Friday, 3 January 2014

Box 6 - IMF nuclear option for Euro




Guido Fawkes notes the following in a post on order-order.com today

"The IMF is searching for a solution for debt laden European states to stop the €uro collapsing. Stop spending more than you tax is considered naive – how will the ruling elites get re-elected if they stop bribing the electorate with their own children’s money? Option 6 in the IMF’s discussion paper on the subject is brutally straight-forward. The final act of financial repression is to steal from everyone who has savings with a 10% wealth tax."
Best of all it is noted that people should be kept totally in the dark about it. The full horror of box 6 is set out below.
Box 6. a One-Off Capital Levy?
The sharp deterioration of the public finances in many countries has revived interest in a “capital levy”— a one-off tax on private wealth—as an exceptional measure to restore debt sustainability.The appeal is that such a tax, if it is implemented before avoidance
is possible and there is a belief that it will never be repeated, does not distort behavior (and may be seen by some as fair). There have been illustrious supporters, including Pigou, Ricardo, Schumpeter, and—until he changed his mind—Keynes. The conditions for success are strong, but also need to be weighed against the risks of the alternatives, which include repudiating public debt or inflating it away (these, in turn, are a particular form of wealth tax—on bondholders—that also falls on nonresidents).

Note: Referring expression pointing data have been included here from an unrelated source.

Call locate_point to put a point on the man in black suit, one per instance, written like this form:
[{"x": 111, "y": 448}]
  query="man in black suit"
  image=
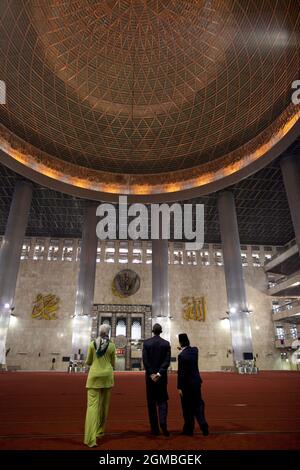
[
  {"x": 156, "y": 359},
  {"x": 189, "y": 386}
]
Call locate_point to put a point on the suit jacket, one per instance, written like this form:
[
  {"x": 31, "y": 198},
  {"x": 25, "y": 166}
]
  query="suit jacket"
[
  {"x": 156, "y": 356},
  {"x": 188, "y": 375}
]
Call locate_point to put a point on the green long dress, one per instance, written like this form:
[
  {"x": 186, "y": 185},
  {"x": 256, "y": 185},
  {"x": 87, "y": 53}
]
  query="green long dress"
[{"x": 99, "y": 383}]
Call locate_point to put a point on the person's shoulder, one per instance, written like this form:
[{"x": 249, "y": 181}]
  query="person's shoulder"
[{"x": 165, "y": 342}]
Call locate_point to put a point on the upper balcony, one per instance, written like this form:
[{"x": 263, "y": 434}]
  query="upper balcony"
[
  {"x": 285, "y": 263},
  {"x": 285, "y": 286},
  {"x": 289, "y": 312}
]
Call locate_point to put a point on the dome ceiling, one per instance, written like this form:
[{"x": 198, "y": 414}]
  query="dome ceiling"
[{"x": 146, "y": 97}]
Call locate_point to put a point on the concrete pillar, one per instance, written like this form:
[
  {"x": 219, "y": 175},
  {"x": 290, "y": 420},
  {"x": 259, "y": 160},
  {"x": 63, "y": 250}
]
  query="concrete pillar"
[
  {"x": 10, "y": 254},
  {"x": 86, "y": 281},
  {"x": 236, "y": 293},
  {"x": 290, "y": 167}
]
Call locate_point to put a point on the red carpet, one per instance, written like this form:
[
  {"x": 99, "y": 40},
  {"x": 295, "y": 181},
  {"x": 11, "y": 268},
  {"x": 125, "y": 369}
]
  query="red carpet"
[{"x": 46, "y": 411}]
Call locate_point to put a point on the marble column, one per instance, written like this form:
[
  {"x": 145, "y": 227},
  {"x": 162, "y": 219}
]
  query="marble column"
[
  {"x": 290, "y": 167},
  {"x": 86, "y": 281},
  {"x": 236, "y": 293},
  {"x": 160, "y": 285},
  {"x": 10, "y": 254}
]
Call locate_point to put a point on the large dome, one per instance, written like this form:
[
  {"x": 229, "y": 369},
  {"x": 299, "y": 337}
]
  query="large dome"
[{"x": 146, "y": 97}]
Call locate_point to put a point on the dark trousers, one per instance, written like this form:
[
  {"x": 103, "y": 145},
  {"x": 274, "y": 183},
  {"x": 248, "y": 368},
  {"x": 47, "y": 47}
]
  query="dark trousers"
[
  {"x": 157, "y": 408},
  {"x": 193, "y": 407}
]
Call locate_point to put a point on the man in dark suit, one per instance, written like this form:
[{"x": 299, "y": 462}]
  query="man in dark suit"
[
  {"x": 156, "y": 359},
  {"x": 189, "y": 386}
]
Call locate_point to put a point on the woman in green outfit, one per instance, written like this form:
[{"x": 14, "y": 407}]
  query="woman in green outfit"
[{"x": 101, "y": 358}]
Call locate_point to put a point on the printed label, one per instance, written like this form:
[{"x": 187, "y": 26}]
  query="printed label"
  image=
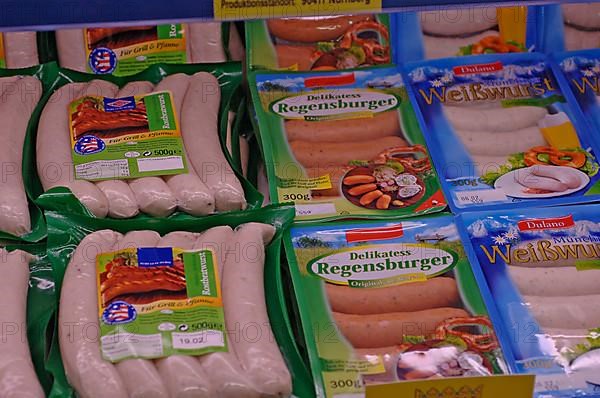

There is a surprisingly large amount of experience to draw on, as such levies were widely adopted in Europe after World War I and in Germany and Japan after World War II. Reviewed in Eichengreen (1990), this experience suggests that more notable than any loss of credibility was a simple failure to achieve debt reduc- tion, largely because the delay in introduction gave space for extensive avoidance and capital flight—in turn spurring inflation.
The tax rates needed to bring down public debt to precrisis levels, moreover, are sizable: reducing debt ratios to end-2007 levels would require (for a sample of 15 euro area countries) a tax rate of about 10 percent on households with positive net wealth.2


As for instance in Bach (2012).
IMF staff calculation using the Eurosystem’s Household Finance and Consumption Survey (Household Finance and Consumption Network, 2013); unweighted average.